LOIS MARIE HARROD
Given These Operations Are Ongoing
If a small femur fell from the sky
and landed on a magnolia leaf
right here, where you can see it
as you descend the steps this morning,
as you leave for your walk, you might
think it was the first drop
of bones the way you sometimes
feel the first drop of rain
and then wait for the next
which usually comes in twos
and threes like children straying
down the sidewalk after the school bus
drops them at the corner,
and then the downpour,
and you are back again
in that terrible gymnasium
where adolescents are screaming
and you have been assigned
crowd control. Who knows
which one will lose his balance
and tumble from the bleachers
or god forbid, though you have
given up belief in protective gods,
the whole section will collapse
and the bodies thunder down,
layers and layers of ribs and teeth,
mammoths, saber-toothed tigers,
a passenger pigeon, sea cow,
one heavy-footed auk–
but this is such a small bone,
the sort you used to pick from
owl pellets in eighth grade, and only one,
and now touching it, you can’t
remember if it is the femur
of a mouse or a mole or a sparrow,
they are all different
and the chart has blurred
in your mind, you aren’t even
sure it is a femur, maybe it is
a small shoulder blade, yes,
let’s say it is the shoulder blade
of a black-eyed junco
and there on the leaf beside
it now, the skull of the smallest shrew.
Landscrape with Hillside Partially Effaced
Strip Mining, Kentucky
Foremost, the green, as we say, is devastated,
swaying back and forth in her sun-dipped gown
as if she is losing everything from the top down. As if.

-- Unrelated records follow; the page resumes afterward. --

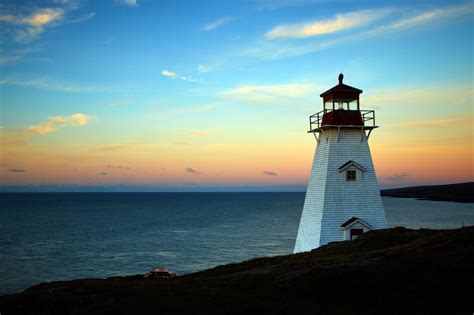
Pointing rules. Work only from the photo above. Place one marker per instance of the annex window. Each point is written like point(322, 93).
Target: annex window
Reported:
point(351, 175)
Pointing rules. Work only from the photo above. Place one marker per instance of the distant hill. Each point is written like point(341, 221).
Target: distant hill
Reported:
point(392, 271)
point(463, 192)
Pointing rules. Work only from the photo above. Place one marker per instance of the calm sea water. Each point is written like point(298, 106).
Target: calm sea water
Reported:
point(60, 236)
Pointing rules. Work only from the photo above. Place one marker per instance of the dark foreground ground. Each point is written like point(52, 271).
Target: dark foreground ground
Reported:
point(463, 192)
point(394, 271)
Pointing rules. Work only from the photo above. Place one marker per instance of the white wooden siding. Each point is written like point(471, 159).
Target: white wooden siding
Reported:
point(330, 199)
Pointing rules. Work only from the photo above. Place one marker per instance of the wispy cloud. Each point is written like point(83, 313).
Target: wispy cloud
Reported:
point(53, 124)
point(32, 25)
point(168, 73)
point(278, 4)
point(275, 50)
point(206, 68)
point(191, 171)
point(270, 94)
point(338, 23)
point(50, 85)
point(16, 170)
point(130, 3)
point(269, 173)
point(434, 15)
point(118, 167)
point(179, 111)
point(198, 133)
point(27, 24)
point(397, 177)
point(217, 23)
point(174, 75)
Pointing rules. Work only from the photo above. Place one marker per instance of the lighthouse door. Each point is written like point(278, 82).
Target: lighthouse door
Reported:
point(355, 233)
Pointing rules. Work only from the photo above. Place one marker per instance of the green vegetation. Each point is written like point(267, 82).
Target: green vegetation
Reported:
point(393, 271)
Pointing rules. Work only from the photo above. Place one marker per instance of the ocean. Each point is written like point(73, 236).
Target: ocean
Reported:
point(62, 236)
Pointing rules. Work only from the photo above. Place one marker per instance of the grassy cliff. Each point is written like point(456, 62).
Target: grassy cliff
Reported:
point(393, 271)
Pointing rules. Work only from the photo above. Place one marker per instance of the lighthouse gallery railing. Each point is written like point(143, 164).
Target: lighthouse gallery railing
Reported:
point(316, 120)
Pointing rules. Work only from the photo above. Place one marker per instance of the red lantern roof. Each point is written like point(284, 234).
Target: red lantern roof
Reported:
point(341, 92)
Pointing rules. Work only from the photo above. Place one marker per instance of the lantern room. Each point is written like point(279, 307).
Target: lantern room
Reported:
point(341, 97)
point(341, 108)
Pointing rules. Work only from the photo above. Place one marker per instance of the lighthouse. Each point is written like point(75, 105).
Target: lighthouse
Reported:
point(343, 197)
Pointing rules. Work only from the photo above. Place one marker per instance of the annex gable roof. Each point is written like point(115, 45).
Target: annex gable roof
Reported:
point(350, 163)
point(353, 221)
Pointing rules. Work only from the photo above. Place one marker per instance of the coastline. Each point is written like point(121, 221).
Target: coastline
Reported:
point(462, 192)
point(385, 271)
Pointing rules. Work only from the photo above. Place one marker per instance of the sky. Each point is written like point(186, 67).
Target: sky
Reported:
point(142, 95)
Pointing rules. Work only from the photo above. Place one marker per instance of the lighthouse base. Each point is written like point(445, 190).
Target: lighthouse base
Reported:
point(342, 186)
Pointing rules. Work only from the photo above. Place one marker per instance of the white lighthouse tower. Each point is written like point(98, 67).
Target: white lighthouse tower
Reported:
point(343, 197)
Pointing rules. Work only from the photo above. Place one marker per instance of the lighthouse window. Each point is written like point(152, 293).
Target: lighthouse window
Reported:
point(351, 175)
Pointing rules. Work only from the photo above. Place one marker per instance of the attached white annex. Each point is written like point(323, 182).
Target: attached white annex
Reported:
point(343, 197)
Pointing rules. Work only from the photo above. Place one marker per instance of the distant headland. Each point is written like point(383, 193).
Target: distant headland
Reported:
point(462, 192)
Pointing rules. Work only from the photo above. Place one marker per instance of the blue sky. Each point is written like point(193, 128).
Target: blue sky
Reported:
point(223, 86)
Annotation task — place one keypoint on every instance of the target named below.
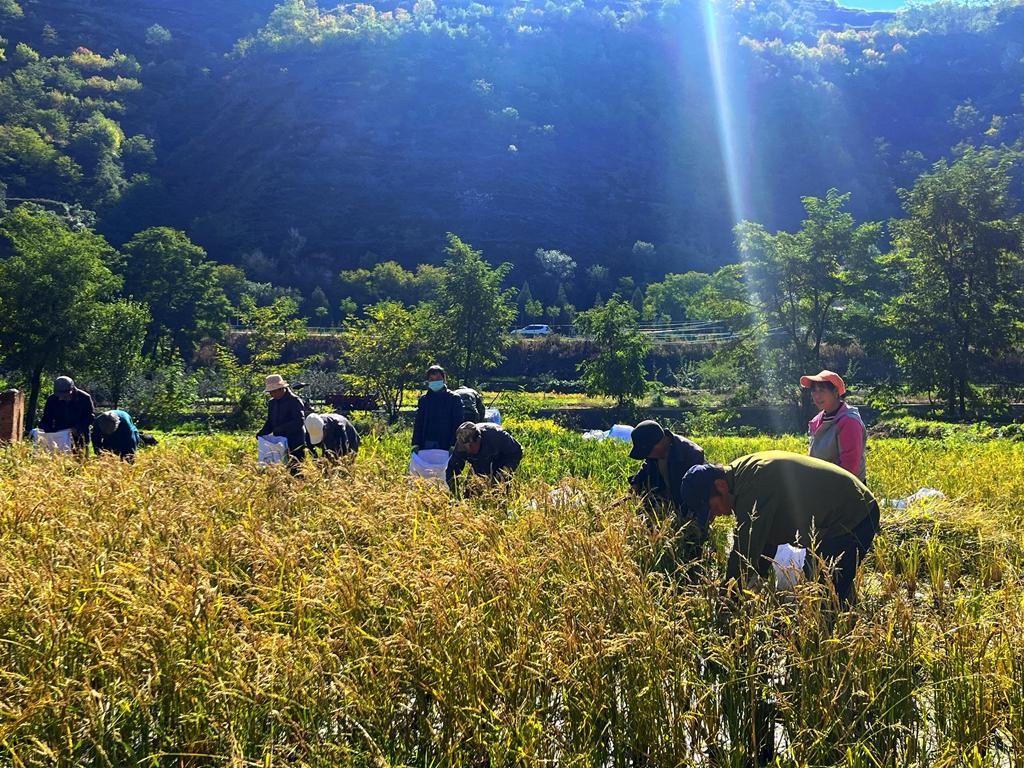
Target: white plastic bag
(272, 450)
(788, 564)
(53, 442)
(916, 496)
(429, 464)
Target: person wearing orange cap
(838, 433)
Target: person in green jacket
(783, 498)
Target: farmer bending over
(491, 451)
(782, 498)
(666, 458)
(114, 431)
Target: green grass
(195, 609)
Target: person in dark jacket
(667, 457)
(69, 408)
(491, 451)
(472, 404)
(285, 417)
(116, 432)
(438, 414)
(333, 434)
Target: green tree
(476, 310)
(165, 269)
(387, 350)
(112, 350)
(957, 258)
(799, 280)
(51, 282)
(268, 332)
(669, 301)
(617, 370)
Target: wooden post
(11, 416)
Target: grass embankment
(193, 609)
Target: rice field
(194, 609)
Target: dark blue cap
(697, 487)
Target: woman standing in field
(838, 432)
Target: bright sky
(875, 4)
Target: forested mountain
(298, 141)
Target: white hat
(314, 428)
(275, 381)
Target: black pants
(844, 553)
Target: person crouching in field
(491, 451)
(69, 408)
(333, 434)
(666, 458)
(285, 418)
(438, 414)
(115, 432)
(782, 498)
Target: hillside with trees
(211, 161)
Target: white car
(537, 330)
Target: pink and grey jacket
(841, 438)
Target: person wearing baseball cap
(782, 498)
(333, 434)
(285, 417)
(838, 433)
(491, 451)
(69, 408)
(667, 457)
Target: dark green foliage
(476, 311)
(52, 281)
(617, 367)
(958, 261)
(165, 269)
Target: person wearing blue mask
(438, 414)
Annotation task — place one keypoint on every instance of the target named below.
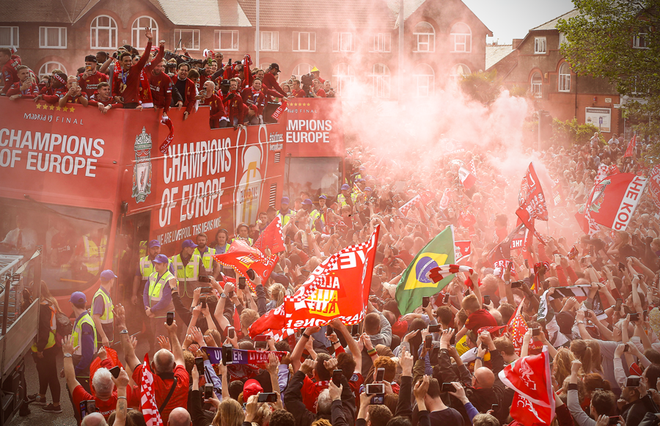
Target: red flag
(654, 185)
(630, 151)
(280, 109)
(271, 237)
(242, 257)
(170, 137)
(531, 200)
(467, 178)
(517, 328)
(338, 288)
(613, 201)
(533, 403)
(148, 396)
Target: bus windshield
(74, 240)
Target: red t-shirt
(310, 392)
(162, 388)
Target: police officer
(83, 338)
(284, 212)
(187, 266)
(102, 308)
(157, 296)
(206, 253)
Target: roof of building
(552, 24)
(495, 53)
(319, 13)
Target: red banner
(614, 200)
(338, 288)
(312, 128)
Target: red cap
(251, 387)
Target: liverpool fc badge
(142, 168)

Lop off her arms, sliver her leg, slice her up
like a hotdog divvied for a kid, the perfect round
to choke on, more children die from wieners
than carrots or peanuts, not many frankfurters now
from traditional casing, the guts of sheep.
He died intestine, said the child, sucking on her milkshake,
what does that mean? This, said her father,
the coal was scraped from his paunch and the rest
left on the hillside. No green snake here
beneath green leaves, and the streams, buried
with their brothers, unmarked graves.
Lois Marie Harrod’s poetry collection Fragments from the Biography of Nemesis and the chapbook How Marlene Mae Longs for Truth appeared in 2013. Her poems and stories have appeared in journals and online ezines from American Poetry Review to Zone 3.